Fire regimes: The expansion of exotic annual
grasses such as medusahead has substantially increased frequency of fire in the
western United States [69]. Medusahead has a fine
structure and its herbage dries completely; therefore, its standing dead biomass
is extremely flammable. The hazard of wildfire is further increased by
considerable litter
[41].
Medusahead litter decomposes more slowly than that of most plants [108], therefore
making stands of this annual grass a fire hazard [84]. Slow decomposition
is a result of its high silica content [77,104]: total ash content of
medusahead contains 72 to 89% silica [104]. The long-lasting litter formed by medusahead
is easily ignited and burns readily [79].
Invasion can initiate a cycle where a non-native grass colonizes an
area and provides the fine fuel necessary for the initiation and propagation of
fire. Fires then increase in frequency, area, and possibly severity. Following
these grass-fueled fires, non-native grasses recover more rapidly than native species
and cause a further increase in fire [27]. Frequent fires destroy the shrub component of the
plant community, and
potentially part of the bunchgrass community, without destroying
"significant" amounts of medusahead seed [79].
The non-native grasses cheatgrass and medusahead have invaded the low sagebrush
communities on the volcanic tablelands of northeastern California and northwestern
Nevada. When precipitation is adequate, the interspaces
between sagebrush plants are completely covered by these invasive grasses. The fine fuels of these
plants, and the accumulation of litter of highly
siliceous medusahead, create conditions in which fire is easily
carried. Negative effects of wildfires in this region include erosion of the thin, coarse-textured,
eolian veneer soils
[11]. For example, the herbaceous vegetation of a ponderosa pine/Sandberg bluegrass
in Modoc County, California, included many other native herbaceous species. After a
wildfire, medusahead
excluded almost all other understory species [22].

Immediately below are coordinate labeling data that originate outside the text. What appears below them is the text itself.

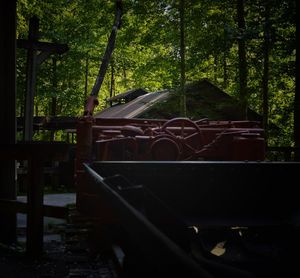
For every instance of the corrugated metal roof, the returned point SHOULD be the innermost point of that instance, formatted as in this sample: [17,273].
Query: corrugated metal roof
[133,92]
[133,108]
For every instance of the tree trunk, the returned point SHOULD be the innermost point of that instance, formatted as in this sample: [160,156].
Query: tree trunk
[86,77]
[242,58]
[297,93]
[53,108]
[182,59]
[265,77]
[112,82]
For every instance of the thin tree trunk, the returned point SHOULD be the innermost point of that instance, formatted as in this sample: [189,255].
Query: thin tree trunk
[112,81]
[225,70]
[242,58]
[265,77]
[297,92]
[182,59]
[53,98]
[86,76]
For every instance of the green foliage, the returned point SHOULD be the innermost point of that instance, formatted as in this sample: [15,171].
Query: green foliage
[147,51]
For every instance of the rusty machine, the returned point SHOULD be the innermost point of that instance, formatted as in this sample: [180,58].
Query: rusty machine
[188,198]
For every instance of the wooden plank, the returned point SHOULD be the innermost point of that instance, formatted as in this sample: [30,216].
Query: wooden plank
[21,207]
[42,46]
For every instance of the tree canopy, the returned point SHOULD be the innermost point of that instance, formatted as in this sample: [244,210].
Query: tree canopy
[148,52]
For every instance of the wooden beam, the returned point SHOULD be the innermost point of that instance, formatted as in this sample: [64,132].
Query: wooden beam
[21,207]
[42,46]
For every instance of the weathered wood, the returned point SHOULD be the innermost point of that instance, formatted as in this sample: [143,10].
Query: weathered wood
[36,153]
[42,46]
[34,59]
[105,60]
[30,79]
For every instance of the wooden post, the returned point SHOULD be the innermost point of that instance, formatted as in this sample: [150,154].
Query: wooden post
[7,113]
[30,79]
[35,193]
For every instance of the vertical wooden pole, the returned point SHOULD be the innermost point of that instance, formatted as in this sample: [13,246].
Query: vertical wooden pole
[30,79]
[35,193]
[7,113]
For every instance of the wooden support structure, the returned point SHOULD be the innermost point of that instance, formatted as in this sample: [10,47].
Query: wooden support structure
[36,153]
[38,52]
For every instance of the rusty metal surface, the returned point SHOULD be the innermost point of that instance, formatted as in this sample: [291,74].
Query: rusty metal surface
[164,236]
[176,139]
[133,108]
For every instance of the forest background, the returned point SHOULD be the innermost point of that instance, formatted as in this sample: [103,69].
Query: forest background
[247,48]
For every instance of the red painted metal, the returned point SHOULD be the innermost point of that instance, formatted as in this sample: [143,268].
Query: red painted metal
[179,139]
[175,139]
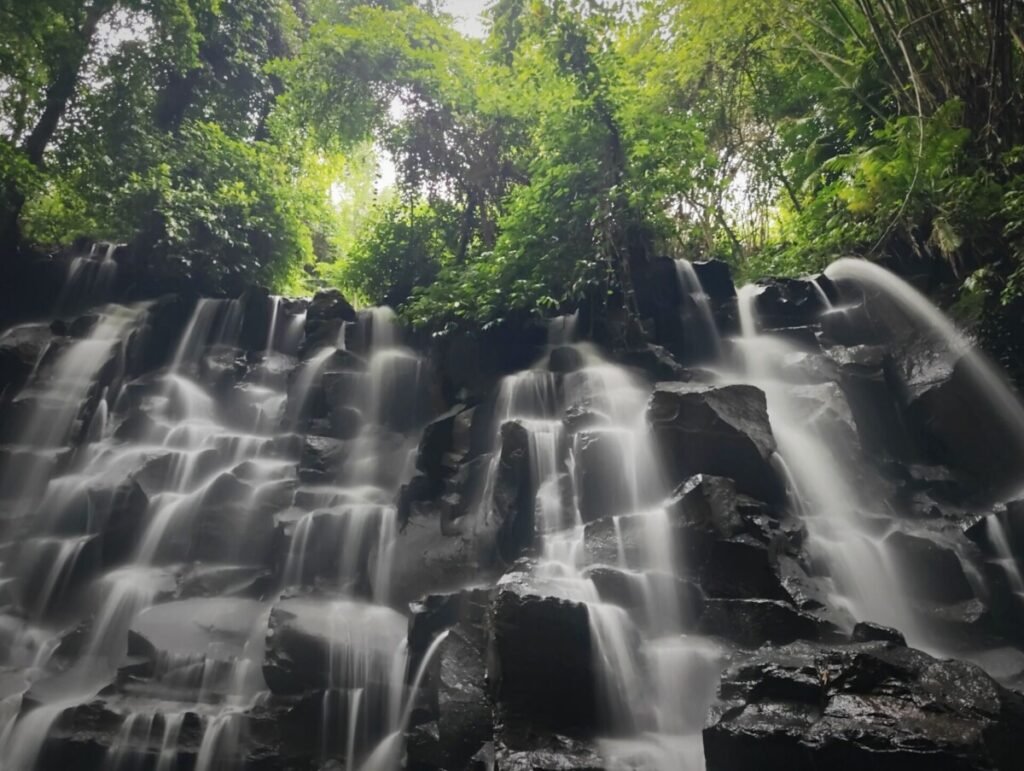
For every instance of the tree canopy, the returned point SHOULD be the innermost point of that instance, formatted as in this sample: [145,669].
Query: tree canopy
[534,168]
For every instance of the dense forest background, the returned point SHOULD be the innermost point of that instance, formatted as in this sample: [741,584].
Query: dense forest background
[526,170]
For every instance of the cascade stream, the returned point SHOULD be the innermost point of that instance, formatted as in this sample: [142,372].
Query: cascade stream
[268,532]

Historically, the Snake River Plains of Idaho was vegetated with shrub-bunchgrass
communities. The
primary disturbance was patchy stand-replacement fire, occurring every few
decades. Fire usually occurred where sagebrush or other shrubs had grown dense, since bunchgrasses
did not often provide adequate
continuous fuels. With invasion of exotic annuals and increase such as medusahead, historical
patterns of postfire succession have been altered. Fire-free
intervals have been reduced, and shrub-bunchgrass lands are being converted
to annual grassland.
According to Peters and Bunting [88], "the landscape has become more homogenous,
species diversity has decreased, and burns are larger and more continuous."
Xeric big sagebrush (Artemisia tridentata ssp. xericensis), a subspecies with limited
distribution that is sometimes referred to as an ecotype of mountain big sagebrush, is found primarily in western Idaho
and eastern Oregon and is restricted to a zone where the annual precipitation exceeds 12 inches,
the elevation is less than 4,500 feet, and the summers are relatively warm. Many of these
communities are on relatively steep slopes and have a higher potential for human and
lightning-caused fires, resulting in repeated burns. These frequently burned areas are often
dominated by cheatgrass and medusahead [72].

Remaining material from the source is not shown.